Another example provided by Indvik is Kate Spade’s new retail concept “Saturday.” Kate Spade is not a digital native but Kate Spade Saturday may well be the first example of digital immigration on the ground in SoHo. The concept is intentionally redefining what it means to window shop. In this example, shoppers can browse and purchase goods on-line or, more interestingly, interactive window shopping in SoHo. Upon purchase, couriers are dispatched and goods delivered free within the hour in Manhattan. Couriers take on the role of assistant. They wait while shoppers consider their potential purchases and only take payment (via PayPal) for items selected to keep. In this version of retailing, window shopping is literally brought to the home, workplace, restaurant or hotel. The window of the high street is dematerialised and replaced with the activity of couriers in motion. Healey Cypher, the head of retail innovation for eBay, which has partnered with Kate Spade Saturday on the initiative, reinforces this idea of urban activation activity that takes retail to the streets. Cypher says, “You’re going to stop by a (Kate Spade Saturday) window, and by the time you get to Central Park, a courier will have a picnic blanket for you.” It is retail as street theatre, powered by the behind-the-scenes technologies that enable the complex exchange to occur. And our streets are all the better for it.

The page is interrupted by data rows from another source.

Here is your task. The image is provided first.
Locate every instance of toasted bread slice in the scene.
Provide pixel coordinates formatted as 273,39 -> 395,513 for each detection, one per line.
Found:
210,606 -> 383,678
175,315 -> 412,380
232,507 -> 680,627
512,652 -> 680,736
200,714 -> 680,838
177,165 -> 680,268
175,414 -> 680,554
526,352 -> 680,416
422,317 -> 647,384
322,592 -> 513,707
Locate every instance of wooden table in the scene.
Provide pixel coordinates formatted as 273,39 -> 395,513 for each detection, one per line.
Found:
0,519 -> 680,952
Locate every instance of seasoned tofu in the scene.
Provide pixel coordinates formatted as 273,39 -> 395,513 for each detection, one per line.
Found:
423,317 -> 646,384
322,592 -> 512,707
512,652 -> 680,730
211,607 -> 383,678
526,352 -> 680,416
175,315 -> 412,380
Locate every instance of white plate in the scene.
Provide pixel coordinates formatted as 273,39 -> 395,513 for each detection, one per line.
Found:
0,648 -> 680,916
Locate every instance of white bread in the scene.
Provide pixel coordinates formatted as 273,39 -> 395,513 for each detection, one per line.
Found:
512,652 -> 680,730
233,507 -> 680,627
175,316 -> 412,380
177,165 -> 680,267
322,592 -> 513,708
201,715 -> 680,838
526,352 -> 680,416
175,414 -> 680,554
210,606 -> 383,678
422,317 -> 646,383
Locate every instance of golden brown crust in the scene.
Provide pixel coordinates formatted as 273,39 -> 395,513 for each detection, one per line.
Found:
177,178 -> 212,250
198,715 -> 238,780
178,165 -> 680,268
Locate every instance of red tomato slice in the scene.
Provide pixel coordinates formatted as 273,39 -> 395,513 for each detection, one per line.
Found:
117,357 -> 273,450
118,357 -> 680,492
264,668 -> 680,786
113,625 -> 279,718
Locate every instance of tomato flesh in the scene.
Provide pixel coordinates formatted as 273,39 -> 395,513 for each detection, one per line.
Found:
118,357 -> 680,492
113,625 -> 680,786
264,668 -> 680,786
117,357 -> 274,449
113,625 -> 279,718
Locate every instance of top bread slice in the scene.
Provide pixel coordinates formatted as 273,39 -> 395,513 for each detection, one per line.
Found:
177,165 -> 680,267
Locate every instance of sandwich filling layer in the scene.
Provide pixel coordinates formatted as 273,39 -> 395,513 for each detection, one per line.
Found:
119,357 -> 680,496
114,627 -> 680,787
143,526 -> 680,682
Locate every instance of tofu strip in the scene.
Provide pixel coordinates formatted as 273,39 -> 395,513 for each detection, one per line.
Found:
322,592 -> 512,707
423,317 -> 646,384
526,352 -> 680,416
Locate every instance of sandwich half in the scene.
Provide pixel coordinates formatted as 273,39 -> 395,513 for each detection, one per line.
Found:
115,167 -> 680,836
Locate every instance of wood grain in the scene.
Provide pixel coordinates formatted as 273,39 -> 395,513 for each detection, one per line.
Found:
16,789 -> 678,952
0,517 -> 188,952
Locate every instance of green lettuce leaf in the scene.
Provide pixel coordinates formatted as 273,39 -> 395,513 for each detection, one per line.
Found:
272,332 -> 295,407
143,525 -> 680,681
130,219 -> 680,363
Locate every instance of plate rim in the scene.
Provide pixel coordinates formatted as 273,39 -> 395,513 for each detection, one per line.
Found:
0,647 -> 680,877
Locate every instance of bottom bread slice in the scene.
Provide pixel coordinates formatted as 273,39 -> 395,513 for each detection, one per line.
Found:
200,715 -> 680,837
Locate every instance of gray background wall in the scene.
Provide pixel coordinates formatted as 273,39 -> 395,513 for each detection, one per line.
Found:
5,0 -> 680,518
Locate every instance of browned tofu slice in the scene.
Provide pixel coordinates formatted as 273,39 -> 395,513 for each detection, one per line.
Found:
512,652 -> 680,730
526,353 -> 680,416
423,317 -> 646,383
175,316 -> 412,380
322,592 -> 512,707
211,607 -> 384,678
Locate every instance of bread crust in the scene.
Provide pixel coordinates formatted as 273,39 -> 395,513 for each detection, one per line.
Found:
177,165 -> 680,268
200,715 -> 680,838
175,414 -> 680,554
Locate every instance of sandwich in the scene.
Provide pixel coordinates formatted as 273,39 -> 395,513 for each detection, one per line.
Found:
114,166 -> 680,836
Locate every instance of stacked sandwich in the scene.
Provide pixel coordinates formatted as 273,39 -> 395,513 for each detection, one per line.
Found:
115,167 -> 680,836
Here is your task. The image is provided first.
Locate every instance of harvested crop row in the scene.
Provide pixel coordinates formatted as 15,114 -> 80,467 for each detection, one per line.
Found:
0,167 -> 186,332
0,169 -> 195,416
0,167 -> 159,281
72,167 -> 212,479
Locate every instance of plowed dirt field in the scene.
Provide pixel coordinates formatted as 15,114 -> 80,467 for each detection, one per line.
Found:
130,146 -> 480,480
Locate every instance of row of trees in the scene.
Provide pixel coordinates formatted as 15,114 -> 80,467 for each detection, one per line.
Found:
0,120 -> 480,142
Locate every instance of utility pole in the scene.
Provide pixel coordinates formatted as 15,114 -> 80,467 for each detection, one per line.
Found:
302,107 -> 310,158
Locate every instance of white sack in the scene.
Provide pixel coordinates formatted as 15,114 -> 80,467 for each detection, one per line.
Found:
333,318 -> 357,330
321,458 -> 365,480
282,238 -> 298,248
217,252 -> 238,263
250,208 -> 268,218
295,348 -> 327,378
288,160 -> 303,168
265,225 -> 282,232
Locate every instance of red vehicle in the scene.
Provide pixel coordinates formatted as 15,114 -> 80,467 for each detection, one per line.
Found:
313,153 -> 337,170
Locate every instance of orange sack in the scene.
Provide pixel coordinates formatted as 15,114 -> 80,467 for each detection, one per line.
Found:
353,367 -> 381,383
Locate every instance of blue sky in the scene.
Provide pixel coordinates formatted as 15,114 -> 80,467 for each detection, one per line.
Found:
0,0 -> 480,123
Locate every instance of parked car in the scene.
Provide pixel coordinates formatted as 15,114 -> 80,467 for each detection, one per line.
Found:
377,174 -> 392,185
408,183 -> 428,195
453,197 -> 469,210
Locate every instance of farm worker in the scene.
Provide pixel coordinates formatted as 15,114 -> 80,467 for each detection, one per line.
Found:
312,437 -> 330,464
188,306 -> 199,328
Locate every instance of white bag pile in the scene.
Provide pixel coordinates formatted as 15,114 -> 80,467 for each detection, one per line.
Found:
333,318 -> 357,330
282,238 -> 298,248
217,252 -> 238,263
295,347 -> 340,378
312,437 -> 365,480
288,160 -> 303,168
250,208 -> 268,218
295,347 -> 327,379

It turns out, though, that having a digitally native demeanour means much more than knowing how technology works or even having access to complex information technology systems. Being digitally native means having a propensity for expediency, experiential interaction and engagement, and a desire for a little touch of street theatre. Recently in Australia the Hon. Julia Gillard sat in a chair to knit and be photographed for an Australian women’s magazine. The event caused significant controversy for the now ex-Prime Minister, but it has given life to the chair she sat upon. The chair, from Stem on Balmain’s Darling Street, sits proudly in the window of the high street awaiting its future. At the time of writing this article, it is intended that in collaboration with eBay the chair will be auctioned on-line in support of Ms Gillard’s preferred charity, Plan Australia’s “Because I’m A Girl” program. The project helps fight gender inequality and champion girls’ rights around the world, enabling and leading their families and communities out of extreme poverty. In the lead up to this event, Stem’s community is invited to provide a gold coin donation for the same cause in exchange for a photo opportunity on the chair to be uploaded to Facebook. Kate Moriaty, Stem’s founder and advocate for retail as a community experience, says: “We like creating drama and events in store and for our community.” With access to some now basic technologies of eBay, the internet, Twitter and Facebook, Stem is able to dematerialise the shop window, engage with the community, and make a contribution to the life of young women around the world. Now that is taking retail to the streets.

At Hames Sharley our Retail and Town Centre Portfolio is currently considering the impact that this changing face of retail is having on High Streets and Town Centres and how the role interface designers and industrial designers may supplement our design team in the delivery of our projects.